Having won five Frozen Four titles with the Minnesota-Duluth Bulldogs, Miller is one of the most respected coaches in NCAA history. As a member of the Ethics Committee for US women's college hockey, and the NCAA Division 1 Championships Committee, Miller is as influential as she is accomplished. Using great acumen in her duties as head coach, Miller has helped open the doors to many. She hired legendary goaltender and one-time pop culture icon Manon Rheaume to be the Bulldogs goaltending coach.
Before Caroline Ouellette and Julie Chu won the Clarkson Cup together for the Montreal Stars, the two served on her coaching staff for the 2007-08 Bulldogs Frozen Four title team. Quite possibly, the greatest legacy of her game has been the success Europeans have had playing for her, a track record no one can match.
Prior to becoming one of the greatest coaches in NCAA women’s ice hockey history, Miller had assembled an impressive resume with the Canadian national women’s team. A former police officer in Calgary, Alberta, she was an assistant coach on the Canadian gold medal winning squad at the 1994 IIHF Women’s Worlds in Lake Placid. Three years later, she was promoted to head coach as Canada claimed their fourth consecutive gold at the IIHF Women’s Worlds in Kitchener, Ontario.  Heading into the 1998 Nagano Games, Miller was head coach of the first ever Canadian women’s hockey entry at the Winter Games. Despite earning silver, the effort was overshadowed by the exclusion of Angela James, a controversial decision.
Since those Winter Games, Canada has not relinquished the gold medal, while the United States have suffered a series of heartbreaking disappointments, including a bronze medal at the 2006 Torino Winter Games. Should the US fail to win the gold at Sochi 2014, there will be some serious reevaluation at USA Hockey. Perhaps one of those changes would involve newly inducted US citizen Shannon Miller as a head coach?

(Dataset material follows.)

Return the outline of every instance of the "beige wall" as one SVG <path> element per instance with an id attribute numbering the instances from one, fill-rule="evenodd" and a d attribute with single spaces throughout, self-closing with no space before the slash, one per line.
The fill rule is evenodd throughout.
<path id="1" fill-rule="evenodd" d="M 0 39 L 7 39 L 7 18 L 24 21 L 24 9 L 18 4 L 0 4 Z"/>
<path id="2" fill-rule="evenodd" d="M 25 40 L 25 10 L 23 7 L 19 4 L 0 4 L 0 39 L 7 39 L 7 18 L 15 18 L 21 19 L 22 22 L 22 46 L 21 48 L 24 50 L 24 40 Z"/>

As the 2018 Winter Games in Pyeongchang, South Korea represent the 20th Anniversary of the debut of women’s ice hockey at the Winter Games, would it not be the greatest irony if the coach of the first Canadian contingent coached the United States twenty years later? Herb Brooks went 22 years between coaching gigs for the United States men’s team at the Winter Games (1980 to 2002). In the meanwhile, he coached France at the 1998 Winter Games.

It is not uncommon that accomplished coaches at the international level coach countries that do not represent their place of birth. George Kingston, the first coach in San Jose Sharks history, coached the German and Norwegian national teams despite being born in Canada. Despite being Canadian born, Shannon Miller would be a suitable candidate. Years ago, a Canadian sports talk show suggested that the only way USA Hockey would have an opportunity at being dominant in the international scene was to hire a Canadian born person as a coach. Such words may come back to haunt them if Shannon Miller has the opportunity.